Ja, genau, so in etwa hab ich mir das vorgestellt. Kannst da auch 2-3 parallele quadrate übereinenader stapeln, dann sieht's etwas "vielschichtiger" aus.


----------



## Developer_X (31. Mrz 2009)

ich hätt ne idee, mach einfach einen Cylinder, aber die Textur davon, muss transparent sein,

PS:
Außerdem schau mal bei diesem Thread vorbei, da wurde mir eine spezielle library für java vorgestellt, die hab ich gedownloaded und die ist einfach super, gucks dir mal an ich hab gesagt was ich dazu finde
http://www.java-forum.org/grafik-und-spieleprogrammierung/80425-java3d-universe-strudel.html


----------



## Developer_X (3. Apr 2009)

ist das problem gelöst?
Ja oder nein?


----------



## Ebenius (3. Apr 2009)

Wir holen keine Themen aus der Versenkung, um zu fragen, ob sie noch aktuell sind!

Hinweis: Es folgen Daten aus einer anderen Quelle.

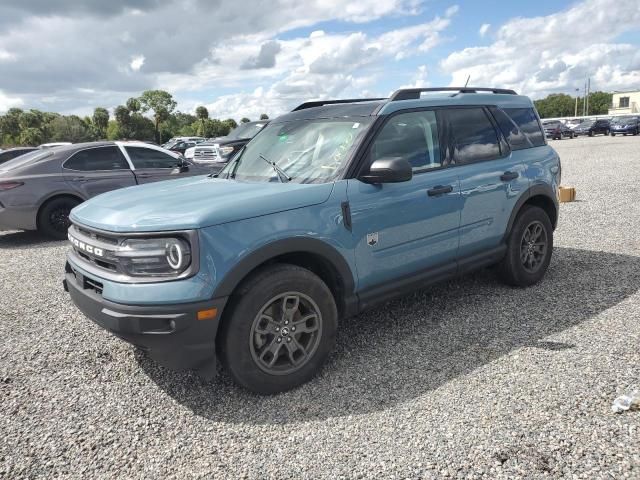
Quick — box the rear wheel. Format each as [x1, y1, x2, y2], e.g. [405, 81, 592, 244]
[498, 205, 553, 287]
[219, 264, 338, 394]
[38, 197, 80, 240]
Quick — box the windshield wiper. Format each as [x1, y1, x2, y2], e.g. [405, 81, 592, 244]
[258, 154, 291, 183]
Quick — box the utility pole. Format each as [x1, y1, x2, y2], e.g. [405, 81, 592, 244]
[587, 77, 591, 115]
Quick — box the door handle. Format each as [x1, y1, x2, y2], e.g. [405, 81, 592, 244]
[500, 172, 520, 182]
[427, 185, 453, 197]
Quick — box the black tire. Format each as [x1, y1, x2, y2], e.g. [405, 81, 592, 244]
[218, 264, 338, 394]
[498, 205, 553, 287]
[38, 197, 80, 240]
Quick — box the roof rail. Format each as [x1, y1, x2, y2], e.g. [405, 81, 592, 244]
[389, 87, 517, 102]
[291, 98, 386, 112]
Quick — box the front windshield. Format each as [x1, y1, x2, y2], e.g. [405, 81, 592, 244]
[611, 117, 636, 125]
[220, 117, 371, 183]
[226, 122, 266, 140]
[0, 150, 53, 170]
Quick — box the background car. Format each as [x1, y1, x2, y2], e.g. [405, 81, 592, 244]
[573, 118, 611, 137]
[542, 120, 575, 140]
[611, 116, 640, 137]
[184, 121, 269, 170]
[0, 142, 209, 239]
[0, 147, 38, 164]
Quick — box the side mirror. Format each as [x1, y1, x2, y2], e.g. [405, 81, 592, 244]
[360, 157, 413, 183]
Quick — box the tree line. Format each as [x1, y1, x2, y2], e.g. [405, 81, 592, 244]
[0, 90, 269, 146]
[533, 92, 613, 118]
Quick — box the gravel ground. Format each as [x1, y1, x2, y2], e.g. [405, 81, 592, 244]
[0, 137, 640, 479]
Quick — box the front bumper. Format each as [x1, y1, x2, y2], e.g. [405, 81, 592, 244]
[63, 263, 227, 377]
[610, 127, 638, 134]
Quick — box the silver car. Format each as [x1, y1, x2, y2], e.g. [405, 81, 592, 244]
[0, 142, 209, 239]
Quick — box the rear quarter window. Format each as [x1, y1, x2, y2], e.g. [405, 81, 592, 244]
[504, 108, 546, 147]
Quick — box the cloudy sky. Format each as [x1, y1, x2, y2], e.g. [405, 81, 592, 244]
[0, 0, 640, 118]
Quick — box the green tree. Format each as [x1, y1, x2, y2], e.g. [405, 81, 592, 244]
[107, 120, 122, 140]
[0, 108, 23, 145]
[50, 115, 94, 143]
[126, 97, 142, 113]
[92, 107, 109, 139]
[578, 92, 613, 115]
[113, 105, 131, 138]
[129, 113, 155, 141]
[140, 90, 177, 143]
[19, 127, 43, 146]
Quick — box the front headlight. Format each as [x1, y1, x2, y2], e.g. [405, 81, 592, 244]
[115, 237, 191, 277]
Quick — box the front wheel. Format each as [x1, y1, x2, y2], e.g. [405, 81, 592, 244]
[38, 197, 80, 240]
[498, 205, 553, 287]
[219, 264, 338, 394]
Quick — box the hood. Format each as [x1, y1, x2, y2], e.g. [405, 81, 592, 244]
[71, 177, 333, 232]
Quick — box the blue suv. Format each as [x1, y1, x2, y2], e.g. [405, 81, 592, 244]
[64, 88, 561, 393]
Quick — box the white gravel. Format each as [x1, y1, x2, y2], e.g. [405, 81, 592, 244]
[0, 137, 640, 479]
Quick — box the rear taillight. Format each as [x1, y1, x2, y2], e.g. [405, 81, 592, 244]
[0, 182, 24, 192]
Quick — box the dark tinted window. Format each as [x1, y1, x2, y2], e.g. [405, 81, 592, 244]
[371, 111, 442, 172]
[490, 108, 533, 150]
[443, 108, 500, 165]
[504, 108, 546, 147]
[124, 147, 180, 169]
[64, 146, 129, 171]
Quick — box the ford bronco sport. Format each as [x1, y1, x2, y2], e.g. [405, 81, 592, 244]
[64, 88, 561, 393]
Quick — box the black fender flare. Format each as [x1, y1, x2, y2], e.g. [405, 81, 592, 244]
[505, 183, 560, 240]
[213, 237, 357, 311]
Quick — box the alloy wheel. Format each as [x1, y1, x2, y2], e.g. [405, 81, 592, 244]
[249, 292, 322, 375]
[520, 220, 548, 273]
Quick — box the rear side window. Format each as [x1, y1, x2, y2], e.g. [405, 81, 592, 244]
[124, 147, 180, 170]
[64, 146, 129, 172]
[371, 111, 442, 172]
[504, 108, 546, 147]
[489, 107, 533, 150]
[443, 108, 501, 165]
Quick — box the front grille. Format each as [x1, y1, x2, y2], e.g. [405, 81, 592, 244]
[74, 225, 119, 245]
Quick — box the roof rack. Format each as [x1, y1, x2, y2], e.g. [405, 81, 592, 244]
[291, 98, 386, 112]
[389, 87, 517, 102]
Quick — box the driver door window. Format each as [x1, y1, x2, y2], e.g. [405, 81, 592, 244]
[371, 111, 442, 173]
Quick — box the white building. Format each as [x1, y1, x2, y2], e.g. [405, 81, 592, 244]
[609, 90, 640, 115]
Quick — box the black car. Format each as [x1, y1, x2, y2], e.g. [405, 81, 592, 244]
[542, 120, 575, 140]
[190, 120, 269, 170]
[167, 140, 197, 155]
[611, 116, 640, 137]
[573, 118, 611, 137]
[0, 147, 37, 163]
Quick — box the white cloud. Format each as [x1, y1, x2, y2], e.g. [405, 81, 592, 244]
[129, 55, 144, 72]
[441, 0, 640, 97]
[0, 90, 24, 113]
[400, 65, 430, 88]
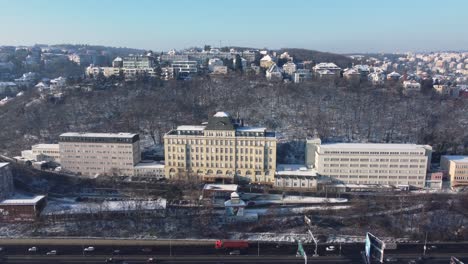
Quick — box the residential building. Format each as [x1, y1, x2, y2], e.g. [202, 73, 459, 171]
[312, 62, 341, 76]
[59, 132, 141, 176]
[260, 55, 276, 69]
[293, 69, 312, 83]
[0, 82, 18, 94]
[172, 61, 198, 75]
[403, 80, 421, 94]
[283, 61, 297, 76]
[164, 112, 276, 185]
[440, 155, 468, 188]
[208, 58, 224, 72]
[0, 162, 14, 200]
[31, 144, 60, 163]
[265, 64, 283, 80]
[387, 72, 401, 81]
[306, 141, 432, 188]
[50, 76, 67, 90]
[426, 171, 444, 189]
[0, 195, 47, 223]
[133, 160, 164, 179]
[274, 164, 318, 190]
[122, 56, 154, 69]
[212, 65, 228, 74]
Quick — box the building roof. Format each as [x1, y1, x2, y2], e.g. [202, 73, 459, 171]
[60, 132, 138, 138]
[203, 184, 239, 192]
[177, 125, 205, 131]
[0, 195, 46, 205]
[135, 161, 164, 169]
[236, 127, 266, 132]
[214, 112, 230, 117]
[319, 143, 428, 150]
[276, 164, 317, 176]
[31, 144, 59, 149]
[442, 155, 468, 163]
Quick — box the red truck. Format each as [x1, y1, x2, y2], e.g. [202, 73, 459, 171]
[215, 240, 249, 249]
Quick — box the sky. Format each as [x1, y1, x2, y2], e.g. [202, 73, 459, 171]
[0, 0, 468, 53]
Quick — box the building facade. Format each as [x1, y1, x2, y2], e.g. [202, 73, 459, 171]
[59, 132, 141, 176]
[164, 112, 276, 185]
[0, 162, 14, 200]
[440, 155, 468, 188]
[306, 141, 432, 188]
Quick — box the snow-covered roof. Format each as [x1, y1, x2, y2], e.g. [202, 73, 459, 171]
[214, 112, 229, 117]
[203, 184, 239, 192]
[60, 132, 138, 138]
[177, 125, 205, 131]
[236, 127, 266, 132]
[319, 143, 427, 151]
[31, 144, 59, 149]
[442, 155, 468, 163]
[276, 164, 317, 176]
[135, 161, 164, 169]
[0, 195, 45, 205]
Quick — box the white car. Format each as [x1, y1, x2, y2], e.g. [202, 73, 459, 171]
[28, 247, 37, 252]
[325, 246, 335, 251]
[46, 250, 57, 255]
[83, 247, 94, 252]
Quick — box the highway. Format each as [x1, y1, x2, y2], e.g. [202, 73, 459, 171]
[0, 239, 468, 264]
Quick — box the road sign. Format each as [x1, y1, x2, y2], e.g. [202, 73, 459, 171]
[365, 232, 385, 264]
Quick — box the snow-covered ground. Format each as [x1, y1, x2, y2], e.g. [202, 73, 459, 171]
[43, 199, 167, 215]
[241, 193, 348, 205]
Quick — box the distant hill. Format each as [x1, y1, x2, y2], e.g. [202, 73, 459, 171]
[278, 48, 353, 68]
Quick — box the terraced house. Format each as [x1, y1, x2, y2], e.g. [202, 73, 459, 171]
[164, 112, 276, 184]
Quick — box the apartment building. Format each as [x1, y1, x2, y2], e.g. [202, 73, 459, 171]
[0, 162, 14, 200]
[164, 112, 276, 185]
[59, 132, 141, 176]
[440, 155, 468, 188]
[306, 140, 432, 188]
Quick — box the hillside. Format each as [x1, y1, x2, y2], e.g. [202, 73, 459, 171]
[0, 76, 468, 162]
[279, 48, 353, 68]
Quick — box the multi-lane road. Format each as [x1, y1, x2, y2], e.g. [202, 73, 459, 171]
[0, 239, 468, 264]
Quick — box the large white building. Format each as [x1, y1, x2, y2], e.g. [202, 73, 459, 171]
[59, 132, 141, 176]
[306, 139, 432, 188]
[164, 112, 276, 185]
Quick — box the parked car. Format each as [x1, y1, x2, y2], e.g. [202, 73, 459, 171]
[28, 247, 37, 252]
[46, 250, 57, 256]
[141, 248, 153, 253]
[83, 247, 94, 252]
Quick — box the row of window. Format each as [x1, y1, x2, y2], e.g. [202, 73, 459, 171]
[323, 150, 424, 156]
[323, 158, 426, 163]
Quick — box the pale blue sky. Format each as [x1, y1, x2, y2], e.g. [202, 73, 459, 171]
[0, 0, 468, 53]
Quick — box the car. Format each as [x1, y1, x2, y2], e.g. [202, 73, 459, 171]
[141, 248, 153, 253]
[46, 250, 57, 256]
[83, 247, 94, 252]
[325, 246, 335, 251]
[28, 247, 37, 252]
[229, 250, 240, 256]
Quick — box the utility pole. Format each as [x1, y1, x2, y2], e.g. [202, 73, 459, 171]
[423, 231, 427, 256]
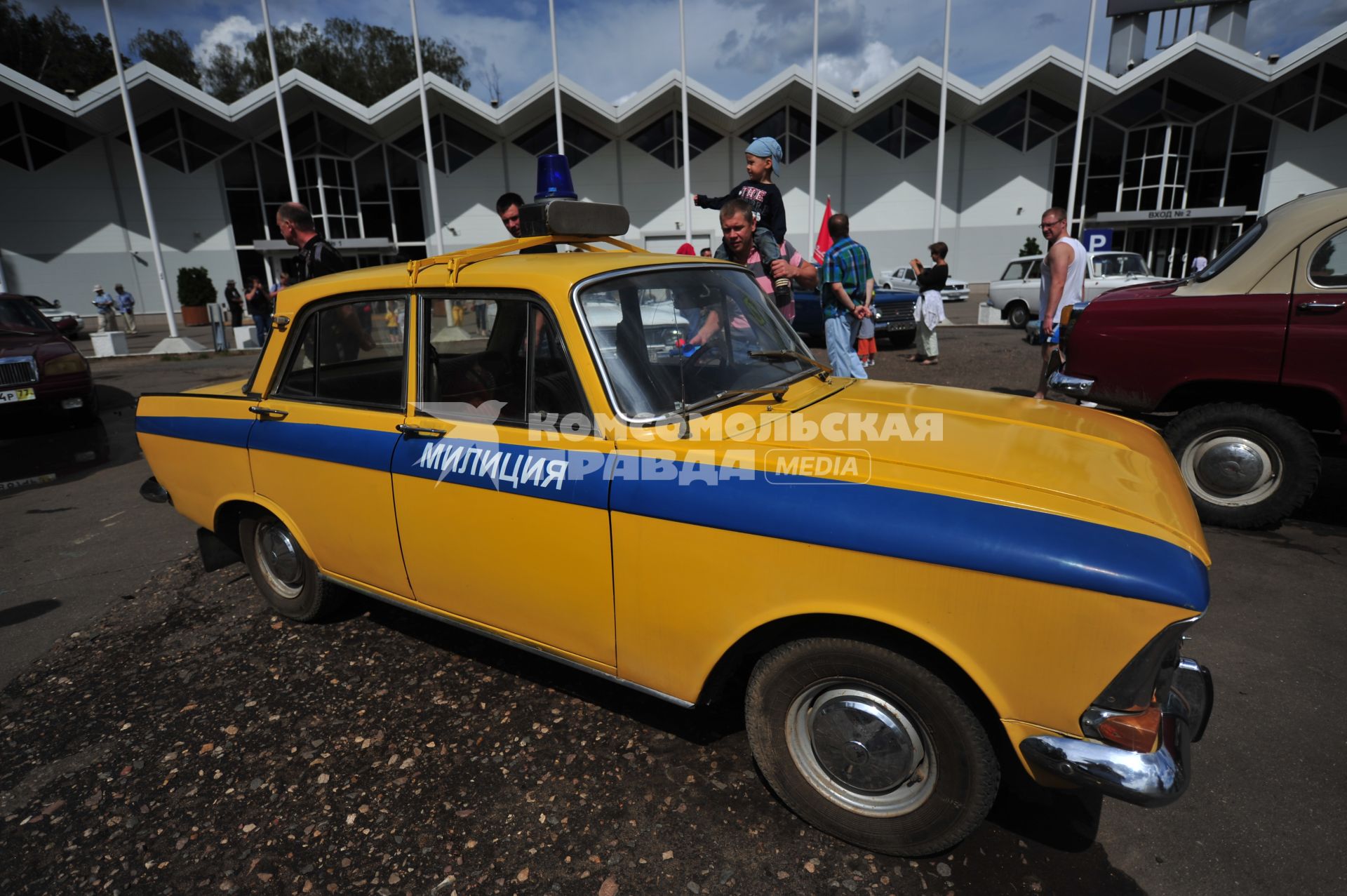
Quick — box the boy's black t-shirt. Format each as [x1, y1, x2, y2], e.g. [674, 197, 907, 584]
[697, 180, 785, 245]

Anbei könntest Du Dir etwas nettere Formulierungen einfallen lassen, wir sind ja nicht beim Militär. 

Ebenius


----------



## Developer_X (3. Apr 2009)

ok sorry, 
mach ich in Zukunft nicht mehr
verzeihung
ernsthaft ok?


----------



## hdi (3. Apr 2009)

> ok sorry,
> mach ich in Zukunft nicht mehr
> verzeihung
> ernsthaft ok?



Jaja, bleib mal locker, das is nich _so_ wild. Du solltest mal eher um Verzeihung bitten für deine ganzen bescheuerten Threads, und _ernsthaft_ n Buch lesen oder Hilfe annehmen. Das ist nämlich im Gegensatz zu diesem Malleur hier _wirklich_ kacke.


----------